Wright and Summerfield say that despite the inevitable challenges, Brexit also brings opportunities for both regions. “The potential for the UK pharmaceutical industry post-Brexit is quite interesting,” says Summerfield, who believes Brexit could actually create new excitement around emerging British companies. “The UK could start to differentiate itself, making it even more attractive to the industry as a whole,” she says. And in the EU, Brexit may actually lead to increased competition. “For the remaining 27 EU member states,” continues Wright, “the loss of the UK, which is home to many established life sciences companies, will mean one less major competitor in the region. We believe that might help encourage new competition within the EU.”

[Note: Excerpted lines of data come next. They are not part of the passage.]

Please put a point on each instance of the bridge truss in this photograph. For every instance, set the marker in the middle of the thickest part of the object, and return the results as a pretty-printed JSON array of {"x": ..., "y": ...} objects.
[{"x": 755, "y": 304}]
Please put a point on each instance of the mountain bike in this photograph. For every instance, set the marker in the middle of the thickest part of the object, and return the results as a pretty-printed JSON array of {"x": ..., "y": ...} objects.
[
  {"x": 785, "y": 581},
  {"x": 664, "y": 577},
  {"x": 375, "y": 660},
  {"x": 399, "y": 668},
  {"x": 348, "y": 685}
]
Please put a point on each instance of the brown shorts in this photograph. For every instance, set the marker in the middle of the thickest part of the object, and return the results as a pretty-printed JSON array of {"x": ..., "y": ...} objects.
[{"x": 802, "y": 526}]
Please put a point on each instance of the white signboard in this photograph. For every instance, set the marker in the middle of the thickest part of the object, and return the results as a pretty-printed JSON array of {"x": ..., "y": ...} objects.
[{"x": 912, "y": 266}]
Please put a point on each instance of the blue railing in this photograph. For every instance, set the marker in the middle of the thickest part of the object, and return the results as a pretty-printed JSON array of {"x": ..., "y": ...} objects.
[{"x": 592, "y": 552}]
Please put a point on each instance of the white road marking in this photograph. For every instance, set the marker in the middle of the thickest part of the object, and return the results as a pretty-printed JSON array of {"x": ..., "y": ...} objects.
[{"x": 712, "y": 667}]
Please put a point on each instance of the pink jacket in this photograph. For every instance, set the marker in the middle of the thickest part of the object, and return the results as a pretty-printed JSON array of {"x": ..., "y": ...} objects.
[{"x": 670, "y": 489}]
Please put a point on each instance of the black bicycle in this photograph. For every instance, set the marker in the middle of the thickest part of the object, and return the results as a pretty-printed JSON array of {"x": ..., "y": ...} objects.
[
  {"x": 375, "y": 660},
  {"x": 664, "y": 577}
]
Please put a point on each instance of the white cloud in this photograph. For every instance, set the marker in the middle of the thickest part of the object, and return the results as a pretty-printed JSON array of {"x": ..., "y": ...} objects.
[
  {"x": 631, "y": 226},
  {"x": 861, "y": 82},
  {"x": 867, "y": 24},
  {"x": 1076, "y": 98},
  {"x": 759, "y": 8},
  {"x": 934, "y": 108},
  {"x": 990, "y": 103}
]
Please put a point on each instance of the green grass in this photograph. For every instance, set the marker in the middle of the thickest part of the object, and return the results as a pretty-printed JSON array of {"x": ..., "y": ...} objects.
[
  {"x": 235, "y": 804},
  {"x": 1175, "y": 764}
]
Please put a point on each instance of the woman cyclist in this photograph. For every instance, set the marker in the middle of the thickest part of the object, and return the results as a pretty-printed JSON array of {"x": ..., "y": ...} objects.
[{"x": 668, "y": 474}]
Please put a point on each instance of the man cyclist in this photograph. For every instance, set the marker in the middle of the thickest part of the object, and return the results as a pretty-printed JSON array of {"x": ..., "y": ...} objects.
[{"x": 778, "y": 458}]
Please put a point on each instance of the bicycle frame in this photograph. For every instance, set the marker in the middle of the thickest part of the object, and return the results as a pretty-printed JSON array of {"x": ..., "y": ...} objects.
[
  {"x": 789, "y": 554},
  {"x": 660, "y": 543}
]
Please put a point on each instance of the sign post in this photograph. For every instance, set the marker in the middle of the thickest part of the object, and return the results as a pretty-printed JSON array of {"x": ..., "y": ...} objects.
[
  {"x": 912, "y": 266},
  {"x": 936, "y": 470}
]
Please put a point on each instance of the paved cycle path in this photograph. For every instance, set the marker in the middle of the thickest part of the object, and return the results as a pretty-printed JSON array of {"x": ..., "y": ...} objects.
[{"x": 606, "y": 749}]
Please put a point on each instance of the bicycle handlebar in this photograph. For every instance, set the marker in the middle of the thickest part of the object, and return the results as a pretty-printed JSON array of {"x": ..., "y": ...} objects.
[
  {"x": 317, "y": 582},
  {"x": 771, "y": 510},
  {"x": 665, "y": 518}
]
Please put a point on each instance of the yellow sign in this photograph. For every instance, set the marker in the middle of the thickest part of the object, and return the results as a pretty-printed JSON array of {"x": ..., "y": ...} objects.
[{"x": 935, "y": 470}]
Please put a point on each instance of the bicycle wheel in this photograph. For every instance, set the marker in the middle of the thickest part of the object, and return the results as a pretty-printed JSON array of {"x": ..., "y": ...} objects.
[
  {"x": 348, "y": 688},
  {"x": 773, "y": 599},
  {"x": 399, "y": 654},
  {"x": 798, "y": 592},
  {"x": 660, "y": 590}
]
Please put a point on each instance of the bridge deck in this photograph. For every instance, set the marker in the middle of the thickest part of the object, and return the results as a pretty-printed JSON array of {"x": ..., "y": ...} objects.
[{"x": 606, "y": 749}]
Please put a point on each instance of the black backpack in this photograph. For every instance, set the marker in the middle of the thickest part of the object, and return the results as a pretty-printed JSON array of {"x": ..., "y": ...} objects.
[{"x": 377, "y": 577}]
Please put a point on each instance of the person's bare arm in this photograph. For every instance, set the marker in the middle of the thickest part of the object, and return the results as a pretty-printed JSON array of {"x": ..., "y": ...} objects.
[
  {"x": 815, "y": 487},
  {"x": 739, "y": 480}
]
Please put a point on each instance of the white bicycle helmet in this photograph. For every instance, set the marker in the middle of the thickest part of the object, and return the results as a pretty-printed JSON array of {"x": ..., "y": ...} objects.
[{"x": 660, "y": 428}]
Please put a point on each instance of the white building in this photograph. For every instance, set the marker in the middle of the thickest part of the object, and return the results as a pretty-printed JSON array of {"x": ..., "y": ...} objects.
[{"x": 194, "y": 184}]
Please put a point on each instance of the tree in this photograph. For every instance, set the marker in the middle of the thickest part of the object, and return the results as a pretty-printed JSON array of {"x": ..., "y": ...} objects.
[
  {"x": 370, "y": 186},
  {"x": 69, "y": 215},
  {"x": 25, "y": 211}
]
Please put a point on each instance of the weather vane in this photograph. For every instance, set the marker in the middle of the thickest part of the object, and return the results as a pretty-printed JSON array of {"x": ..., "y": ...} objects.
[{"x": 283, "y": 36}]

Wright says that while no one understands the full implications of Brexit on the life sciences industry, companies should proactively begin preparing for the UK’s exit. “We’re urging our clients to plan, to understand their business, and to begin anticipating changes and their potential impact,” she says. “One piece of advice would be to reach out to your legal team. They will have resources and expertise to help navigate these challenges – take full advantage of what they can offer, and remember that we are all in this together.”